Curatorial work has also been a source of enormous satisfaction to Reid. "The one thing that's kept me in the curatorial field, rather than pursuing a purely academic career, is that when you're curating, you're positioning an art object for the moment, for the experience of it in all its power," Reid said. "But you're also bringing to that occasion a setting and information that's underpinning the experience of the viewer. That's excited me a great deal, the way the curator is uniquely positioned to direct both aspects."

In a statement July 27, Teitelbaum asserted that Reid's "knowledge and expertise will benefit the art world for many years to come." Bevington concurred: "Dennis looks at, say, a painting, and he knows the technique, the pigments available, the life history of the artist. He knows the provenance; he knows the genealogy of most of the people connected to the artist. ... He looks at something in a way that no one else can. This is a man capable of making connections at a huge and high level."

Exhibition highlights

In a curatorial career spanning more than 40 years, Dennis Reid has organized numerous exhibitions, almost always with a team, his preferred way of working.
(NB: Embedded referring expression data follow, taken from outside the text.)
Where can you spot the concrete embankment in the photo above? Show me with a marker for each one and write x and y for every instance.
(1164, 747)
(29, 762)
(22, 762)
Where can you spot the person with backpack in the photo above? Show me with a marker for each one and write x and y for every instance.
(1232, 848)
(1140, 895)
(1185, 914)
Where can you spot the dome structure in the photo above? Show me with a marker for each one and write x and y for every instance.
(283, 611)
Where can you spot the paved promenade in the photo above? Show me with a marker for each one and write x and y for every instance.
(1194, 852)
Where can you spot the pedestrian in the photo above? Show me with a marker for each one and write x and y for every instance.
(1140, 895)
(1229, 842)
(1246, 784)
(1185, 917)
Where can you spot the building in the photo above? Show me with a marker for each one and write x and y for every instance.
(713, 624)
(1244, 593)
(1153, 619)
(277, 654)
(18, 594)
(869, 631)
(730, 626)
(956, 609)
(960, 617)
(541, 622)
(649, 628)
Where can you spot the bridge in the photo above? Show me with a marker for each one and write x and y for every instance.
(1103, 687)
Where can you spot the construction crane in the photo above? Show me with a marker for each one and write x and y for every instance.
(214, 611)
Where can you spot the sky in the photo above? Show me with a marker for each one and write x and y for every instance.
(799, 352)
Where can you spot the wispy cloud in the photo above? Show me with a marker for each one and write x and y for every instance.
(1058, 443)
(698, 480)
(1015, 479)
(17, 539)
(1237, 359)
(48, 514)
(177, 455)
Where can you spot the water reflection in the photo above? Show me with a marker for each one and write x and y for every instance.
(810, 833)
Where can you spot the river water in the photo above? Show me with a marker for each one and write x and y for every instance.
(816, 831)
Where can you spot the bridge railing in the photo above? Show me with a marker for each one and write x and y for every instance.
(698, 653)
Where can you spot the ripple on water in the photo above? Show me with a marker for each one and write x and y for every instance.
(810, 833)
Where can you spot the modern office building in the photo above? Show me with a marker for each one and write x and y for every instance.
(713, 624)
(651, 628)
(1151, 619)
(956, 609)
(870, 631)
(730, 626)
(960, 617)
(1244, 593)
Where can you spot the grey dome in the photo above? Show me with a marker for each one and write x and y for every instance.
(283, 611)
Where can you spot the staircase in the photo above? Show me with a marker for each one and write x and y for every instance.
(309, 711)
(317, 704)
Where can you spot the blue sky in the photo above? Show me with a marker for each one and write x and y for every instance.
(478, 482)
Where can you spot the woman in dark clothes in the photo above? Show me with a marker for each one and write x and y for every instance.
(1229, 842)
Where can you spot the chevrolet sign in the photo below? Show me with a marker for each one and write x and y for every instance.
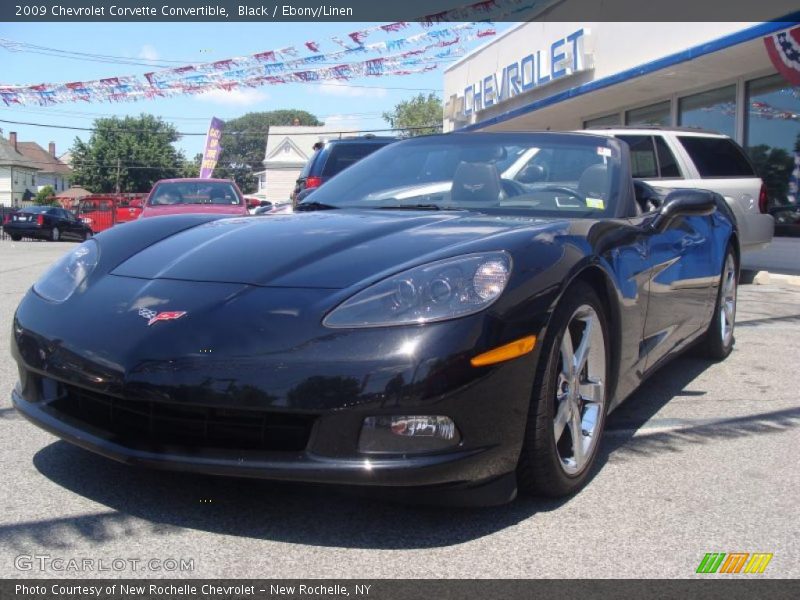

Ask him to name some of his favourite or most significant shows and he balks somewhat. "It's sorta like asking, 'Which kid do you like best?' It's hard." He later amended the thought: "It's not just hard . . . it's impossible." Nevertheless, he did cite Lucius R. O'Brien, Visions of Victorian Canada, his 1989 survey of the great landscape painter (1832-1899). It was "the very first installation in which the AGO [Art Gallery of Ontario]really used [both]colour" on the walls rather than the neutral tones of the day and "period settings so that the viewer experience wasn't focused on just one piece of art but on the whole thing."

Other exhibitions in which he takes pride:

* Alberta Rhythm: The Later Work of A.Y. Jackson (AGO, 1982)

* Canadian Jungle: The Later Work of Arthur Lismer (AGO, 1985)

* Atma Buddhi Manas: The Later Work of Lawren Harris (AGO, 1985)

* From the Four Quarters: Native and European Art in Ontario 5000 B.C. to 1867 A.D. (AGO, 1984), generally regarded as first show "anywhere to display First Nations art alongside the art of the newcomers with the confidence that the two expressions were equally contemporary with their time."